Clasps

Byzantium Studios also offer a selection of early reproduction book clasps.  Each piece is individually cut and hand finished.  Rivets are set by hammer and each piece is buffed to provide a very authentic replica.  Our selection include:

#1214: Dutch "Heart" Pattern (circa 1515)
Delicate pierce work with the heart design on both the hasp & clasp plates. Similar variations were commonly used in the Netherlands & Northern Germany between 1495-1550.

#1215 Flemish "Duck's Head" Pattern (circa 1500)
Features 2 duck heads back to back with the rivets strategically placed as eyes. This design was used widely in Northern Europe throughout the mid 16th century.
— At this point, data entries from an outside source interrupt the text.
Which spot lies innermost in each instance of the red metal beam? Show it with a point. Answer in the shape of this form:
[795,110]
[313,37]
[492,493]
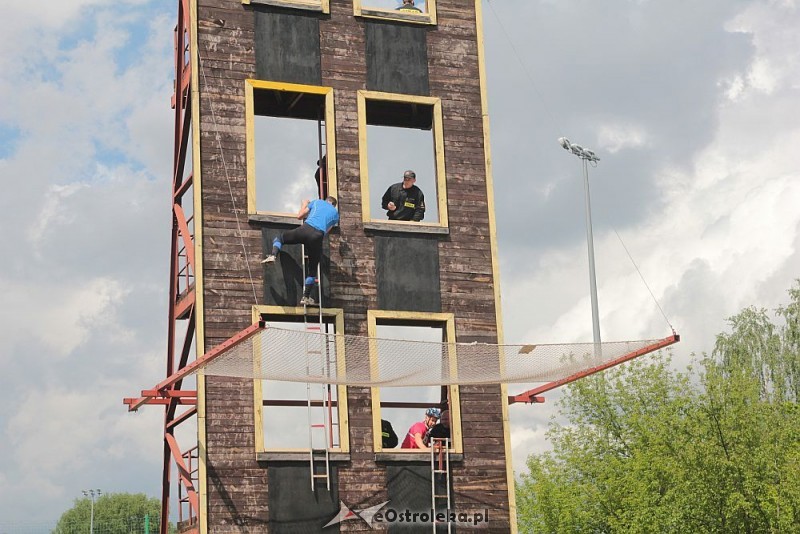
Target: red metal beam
[149,401]
[532,395]
[209,356]
[183,472]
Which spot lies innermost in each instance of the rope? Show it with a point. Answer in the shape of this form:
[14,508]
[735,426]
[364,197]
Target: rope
[236,211]
[641,276]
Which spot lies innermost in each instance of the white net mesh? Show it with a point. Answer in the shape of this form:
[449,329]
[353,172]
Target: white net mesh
[298,356]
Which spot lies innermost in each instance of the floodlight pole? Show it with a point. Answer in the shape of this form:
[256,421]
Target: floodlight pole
[91,493]
[587,156]
[590,241]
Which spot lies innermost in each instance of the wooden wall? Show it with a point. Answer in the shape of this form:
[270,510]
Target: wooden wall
[236,483]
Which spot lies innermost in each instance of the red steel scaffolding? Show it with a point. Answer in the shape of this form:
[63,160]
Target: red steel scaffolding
[179,404]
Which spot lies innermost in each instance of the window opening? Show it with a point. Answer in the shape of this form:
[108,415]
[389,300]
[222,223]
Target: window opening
[286,422]
[401,133]
[289,136]
[322,6]
[407,10]
[405,406]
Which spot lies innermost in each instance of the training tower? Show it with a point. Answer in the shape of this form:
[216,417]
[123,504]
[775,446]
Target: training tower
[247,73]
[345,65]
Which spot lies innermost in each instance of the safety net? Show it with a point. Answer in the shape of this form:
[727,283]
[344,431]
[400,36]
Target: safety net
[271,353]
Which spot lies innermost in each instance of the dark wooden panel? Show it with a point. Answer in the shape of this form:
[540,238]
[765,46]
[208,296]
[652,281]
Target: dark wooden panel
[287,46]
[397,58]
[408,273]
[284,279]
[294,508]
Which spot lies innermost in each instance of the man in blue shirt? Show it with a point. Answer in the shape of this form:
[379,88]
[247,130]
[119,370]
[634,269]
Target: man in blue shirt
[319,217]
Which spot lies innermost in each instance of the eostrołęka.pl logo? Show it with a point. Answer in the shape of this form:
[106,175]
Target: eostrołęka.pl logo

#1216 German "Strassburg" Pattern (circa 1485):
Distinctly German pattern that was very popular in Switzerland as well as central Germany from 1475-1510.

#1218 German "Fish-tail" Pattern (circa 1620):
This pattern has been adapted multiple times between the years 1580-1650, and thus many variations exist. This particular configuration was used relatively late in its lifespan and reflects the transition to a more Baroque style.
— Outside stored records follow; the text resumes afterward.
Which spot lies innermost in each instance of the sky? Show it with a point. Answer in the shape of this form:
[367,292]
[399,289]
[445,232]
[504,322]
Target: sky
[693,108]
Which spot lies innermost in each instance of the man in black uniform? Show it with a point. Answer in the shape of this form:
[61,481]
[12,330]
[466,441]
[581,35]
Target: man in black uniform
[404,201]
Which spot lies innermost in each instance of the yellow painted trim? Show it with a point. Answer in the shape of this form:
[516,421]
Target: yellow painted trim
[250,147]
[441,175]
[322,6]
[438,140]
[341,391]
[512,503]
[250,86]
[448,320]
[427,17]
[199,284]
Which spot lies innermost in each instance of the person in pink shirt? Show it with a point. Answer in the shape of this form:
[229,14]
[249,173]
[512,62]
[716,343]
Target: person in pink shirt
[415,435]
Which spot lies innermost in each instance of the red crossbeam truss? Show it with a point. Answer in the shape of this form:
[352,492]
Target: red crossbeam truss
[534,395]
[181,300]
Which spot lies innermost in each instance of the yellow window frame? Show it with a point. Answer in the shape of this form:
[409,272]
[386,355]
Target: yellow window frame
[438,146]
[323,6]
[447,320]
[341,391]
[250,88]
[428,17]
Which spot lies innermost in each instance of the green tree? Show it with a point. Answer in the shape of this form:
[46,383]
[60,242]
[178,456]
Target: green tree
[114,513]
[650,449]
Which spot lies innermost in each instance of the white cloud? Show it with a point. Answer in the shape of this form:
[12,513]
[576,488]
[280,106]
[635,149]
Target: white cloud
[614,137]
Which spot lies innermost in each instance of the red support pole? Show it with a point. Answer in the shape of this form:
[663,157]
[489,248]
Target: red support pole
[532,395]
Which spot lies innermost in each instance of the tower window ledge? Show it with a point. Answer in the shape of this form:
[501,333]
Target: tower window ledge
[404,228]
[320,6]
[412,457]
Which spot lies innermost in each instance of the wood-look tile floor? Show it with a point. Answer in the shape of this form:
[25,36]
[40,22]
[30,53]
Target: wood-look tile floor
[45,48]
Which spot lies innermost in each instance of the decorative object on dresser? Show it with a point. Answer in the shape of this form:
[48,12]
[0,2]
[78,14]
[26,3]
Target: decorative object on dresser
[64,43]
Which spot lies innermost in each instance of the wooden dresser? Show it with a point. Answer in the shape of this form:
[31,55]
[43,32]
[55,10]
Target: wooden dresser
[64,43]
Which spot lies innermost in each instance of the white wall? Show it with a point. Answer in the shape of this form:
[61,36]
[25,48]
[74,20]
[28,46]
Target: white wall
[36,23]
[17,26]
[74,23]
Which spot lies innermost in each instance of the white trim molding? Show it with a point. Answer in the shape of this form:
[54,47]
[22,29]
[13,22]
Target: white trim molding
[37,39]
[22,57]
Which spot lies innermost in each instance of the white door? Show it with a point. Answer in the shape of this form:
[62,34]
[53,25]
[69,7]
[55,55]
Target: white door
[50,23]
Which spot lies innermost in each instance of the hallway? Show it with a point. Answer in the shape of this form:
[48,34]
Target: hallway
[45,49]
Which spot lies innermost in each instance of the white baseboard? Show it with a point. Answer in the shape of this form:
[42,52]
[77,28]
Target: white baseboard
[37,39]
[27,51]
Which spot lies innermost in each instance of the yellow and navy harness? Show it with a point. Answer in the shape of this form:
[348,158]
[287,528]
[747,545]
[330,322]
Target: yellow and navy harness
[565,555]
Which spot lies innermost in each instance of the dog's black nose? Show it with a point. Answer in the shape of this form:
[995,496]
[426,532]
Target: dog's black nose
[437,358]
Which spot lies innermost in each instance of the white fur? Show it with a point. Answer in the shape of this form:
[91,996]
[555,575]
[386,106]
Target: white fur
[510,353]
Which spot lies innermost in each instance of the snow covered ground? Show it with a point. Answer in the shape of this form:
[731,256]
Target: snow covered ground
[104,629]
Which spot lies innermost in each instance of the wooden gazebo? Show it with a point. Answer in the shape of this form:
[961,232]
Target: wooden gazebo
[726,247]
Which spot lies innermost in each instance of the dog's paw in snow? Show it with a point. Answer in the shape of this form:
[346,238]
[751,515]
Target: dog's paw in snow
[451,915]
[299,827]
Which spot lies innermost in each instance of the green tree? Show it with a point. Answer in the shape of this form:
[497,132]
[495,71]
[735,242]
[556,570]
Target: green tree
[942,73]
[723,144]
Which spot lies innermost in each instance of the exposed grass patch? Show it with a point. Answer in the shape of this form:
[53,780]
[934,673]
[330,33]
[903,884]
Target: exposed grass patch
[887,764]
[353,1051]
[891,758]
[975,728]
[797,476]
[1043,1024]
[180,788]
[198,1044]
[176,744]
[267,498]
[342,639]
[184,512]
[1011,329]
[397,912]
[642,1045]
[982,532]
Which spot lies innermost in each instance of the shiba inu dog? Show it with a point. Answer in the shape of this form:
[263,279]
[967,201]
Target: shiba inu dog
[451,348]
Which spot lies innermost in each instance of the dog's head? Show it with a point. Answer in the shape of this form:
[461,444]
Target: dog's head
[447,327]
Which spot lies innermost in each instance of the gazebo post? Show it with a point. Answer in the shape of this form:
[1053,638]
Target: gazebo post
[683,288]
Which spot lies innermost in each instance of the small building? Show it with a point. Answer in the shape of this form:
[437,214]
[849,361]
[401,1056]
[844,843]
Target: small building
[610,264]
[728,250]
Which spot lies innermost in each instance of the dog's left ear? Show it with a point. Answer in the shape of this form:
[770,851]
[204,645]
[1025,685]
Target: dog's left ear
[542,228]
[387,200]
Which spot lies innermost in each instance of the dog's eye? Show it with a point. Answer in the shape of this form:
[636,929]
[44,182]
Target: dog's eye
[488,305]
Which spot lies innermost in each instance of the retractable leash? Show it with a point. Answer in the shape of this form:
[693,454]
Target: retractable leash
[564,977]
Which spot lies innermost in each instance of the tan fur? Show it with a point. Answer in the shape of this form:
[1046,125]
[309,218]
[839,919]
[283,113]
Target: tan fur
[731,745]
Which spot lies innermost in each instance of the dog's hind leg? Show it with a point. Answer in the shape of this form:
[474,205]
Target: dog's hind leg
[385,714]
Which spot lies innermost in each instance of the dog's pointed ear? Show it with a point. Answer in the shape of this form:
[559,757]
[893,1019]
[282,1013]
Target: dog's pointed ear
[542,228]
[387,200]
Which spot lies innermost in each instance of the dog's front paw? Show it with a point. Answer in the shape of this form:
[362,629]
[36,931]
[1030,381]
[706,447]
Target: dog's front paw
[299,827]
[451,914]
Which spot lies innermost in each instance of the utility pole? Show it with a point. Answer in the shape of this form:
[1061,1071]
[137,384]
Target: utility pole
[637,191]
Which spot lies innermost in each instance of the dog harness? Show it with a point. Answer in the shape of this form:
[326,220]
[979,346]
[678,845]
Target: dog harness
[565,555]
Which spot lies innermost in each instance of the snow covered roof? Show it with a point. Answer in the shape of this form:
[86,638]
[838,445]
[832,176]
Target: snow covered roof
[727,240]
#1217 German "Wittenberg" Pattern (circa 1525):
Most recognized as having German origins but was often used in the Netherlands, Switzerland, and occasionally in France. The design is most often used on Alum-tawed Pig skin bindings over beveled beech boards. This design was most popular between 1500-1680, making it one of the most common and long-lived designs. 
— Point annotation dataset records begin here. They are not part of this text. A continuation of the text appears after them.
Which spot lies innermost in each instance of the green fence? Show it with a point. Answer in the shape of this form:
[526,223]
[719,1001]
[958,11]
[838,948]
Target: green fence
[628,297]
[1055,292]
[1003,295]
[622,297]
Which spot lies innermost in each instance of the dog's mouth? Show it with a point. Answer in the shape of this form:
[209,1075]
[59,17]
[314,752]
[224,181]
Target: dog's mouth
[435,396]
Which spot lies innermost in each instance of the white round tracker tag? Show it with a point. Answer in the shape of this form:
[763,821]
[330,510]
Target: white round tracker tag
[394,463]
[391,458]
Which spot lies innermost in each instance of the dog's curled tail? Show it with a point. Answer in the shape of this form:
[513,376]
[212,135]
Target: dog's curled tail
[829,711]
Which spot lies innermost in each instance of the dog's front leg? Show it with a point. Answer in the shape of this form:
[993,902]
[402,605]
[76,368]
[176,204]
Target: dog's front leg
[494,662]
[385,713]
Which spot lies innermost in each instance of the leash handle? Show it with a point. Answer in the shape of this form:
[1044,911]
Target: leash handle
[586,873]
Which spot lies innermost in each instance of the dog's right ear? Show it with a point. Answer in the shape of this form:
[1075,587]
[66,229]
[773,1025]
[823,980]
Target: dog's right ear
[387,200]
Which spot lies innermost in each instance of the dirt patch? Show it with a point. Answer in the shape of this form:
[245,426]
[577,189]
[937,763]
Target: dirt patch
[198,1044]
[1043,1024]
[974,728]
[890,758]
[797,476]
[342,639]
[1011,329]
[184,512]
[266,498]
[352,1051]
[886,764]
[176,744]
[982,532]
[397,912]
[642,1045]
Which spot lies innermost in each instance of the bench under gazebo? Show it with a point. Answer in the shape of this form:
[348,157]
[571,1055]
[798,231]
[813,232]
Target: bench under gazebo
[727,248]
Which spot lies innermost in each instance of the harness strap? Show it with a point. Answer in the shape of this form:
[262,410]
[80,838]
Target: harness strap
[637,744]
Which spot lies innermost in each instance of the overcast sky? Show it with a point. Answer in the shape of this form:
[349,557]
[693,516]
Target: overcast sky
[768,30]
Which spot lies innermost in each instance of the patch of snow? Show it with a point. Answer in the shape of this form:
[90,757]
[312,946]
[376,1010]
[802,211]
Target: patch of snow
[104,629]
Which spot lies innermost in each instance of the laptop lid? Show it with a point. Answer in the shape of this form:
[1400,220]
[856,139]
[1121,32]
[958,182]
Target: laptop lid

#1220 Northern Italian "Milan" Pattern (circa 1480):
This pattern of clasp has evolved with many slight variations. This design is based on an example in the Folger Shakespeare Library. The design features delicately pierced holes on the clasp and hasp. This style was usually used on the fore-edge as well as at the head & tail of the boards.

#1221 Northern Italian "Turin" Pattern (circa 1495):
This design features delicate fretwork clasp in the shape of a quatrefoil. The general shape is triangular with one finely scalloped edge. T his style is usually used on the fore-edge as well as at the head & tail of the boards.

#1219 Swiss "Zurich" Pattern (circa 1550):
This pattern has been identified as descending from Swiss origin. It was rarely used, but the few that exist today are well preserved and are stunning examples of the "clausemacher's" skill.